До рассвета было еще далеко; звезды, несмотря на блеск фонарей, льдисто и ясно сверкали в небе. По узкому проходу на внешней стене, которая возвышалась против его камеры, вышагивал, словно на параде, часовой — сто шагов вперед и сто назад. Временами желтый свет фонарей поблескивал на штыке его винтовки.
Не отходя от окна, он снял башмаки. Потом устало опустился на койку, положил у ее изножия окурок и несколько минут просидел не шевелясь. А потом еще раз подошел к окну. Тюремный двор был тих и безлюден; часовой начинал очередной поворот; вверху, над зубцами сторожевой башни, серебрился ручеек Млечного Пути.
Наконец он лег, вытянул ноги и плотно укутался верхним одеялом. Его часы показывали пять, и вряд ли здесь подымали заключенных раньше семи, особенно зимой. Он проваливался в сонное забытье и подумал, что его не вызовут на допрос по крайней мере дня три или четыре. Сняв пенсне, он положил его на пол, улыбнулся и закрыл глаза. Ему было тепло и удивительно покойно, первый раз за многие месяцы он засыпал без страха перед снами.
Когда надзиратель, не входя в камеру, выключил свет и заглянул в очко, Рубашов, бывший Народный Комиссар, спал, повернувшись спиной к стене и положив голову на левую руку, — рука окостенело вытянулась над полом, и только безвольно опущенная ладонь слегка подергивалась.
2
А за час до этого, когда два работника Народного Комиссариата внутренних дел стучались к Рубашову, чтобы арестовать его, ему снилось, что его арестовывают.
Стук стал громче, и Рубашов напрягся, стараясь прогнать привычный сон. Он умел выдираться из ночных кошмаров, потому что сон о его первом аресте возвращался к нему с неизменным постоянством и раскручивался с неумолимостью часовой пружины. Иногда яростным усилием воли он останавливал ход часов, но сейчас из этого ничего не вышло: в последние недели он очень устал, и теперь его тело покрывала испарина, сон душил его, он дышал с трудом, а часы все стучали, и сновидение длилось.

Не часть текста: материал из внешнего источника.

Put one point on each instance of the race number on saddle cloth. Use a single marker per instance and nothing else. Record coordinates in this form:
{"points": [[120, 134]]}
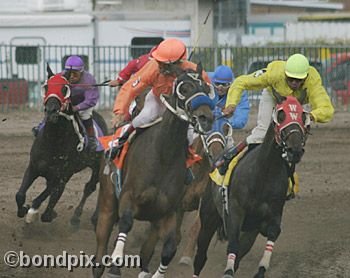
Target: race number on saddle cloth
{"points": [[224, 180], [289, 115], [110, 141]]}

Ему снилось, как обычно, что в дверь барабанят и что на лестнице стоят три человека, которые собираются его арестовать. Он ясно видел их сквозь запертую дверь — и слышал сотрясающий стены грохот. На них была новая, с иголочки, форма — мундиры преторианцев Третьей империи, а околыши фуражек и нарукавные нашивки украшала эмблема молодой Диктатуры — хищный паукообразный крест; в руках они держали огромные пистолеты, а их сапоги, ремни и портупеи удушающе пахли свежей кожей. И вот они уже здесь, в его комнате: двое долговязых крестьянских парней с рыбьими глазами и приземистый толстяк. Они стояли у изголовья кровати, он чувствовал на лице их учащенное дыхание и слышал астматическую одышку толстяка, необычайно громкую в притихшей квартире. Внезапно на одном из верхних этажей кто-то спустил воду в уборной, и трубы заполнились клокочущим гулом.
Часы остановились; стук стал громче; двое людей, пришедших за Рубашовым, попеременно барабанили кулаками в дверь и дыханием согревали окоченевшие пальцы. Но Рубашов не мог пересилить сон, хотя знал, что начинается самое страшное: они уже стояли вплотную к кровати, а он все пытался надеть халат. Но рукав, как нарочно, был вывернут наизнанку, и руке не удавалось его нащупать. Рубашов сделал последнее усилие — напрасно, и на него вдруг напал столбняк: он не мог пошевелиться, с ужасом понимая, что ему необходимо — жизненно важно — вовремя найти этот проклятый рукав.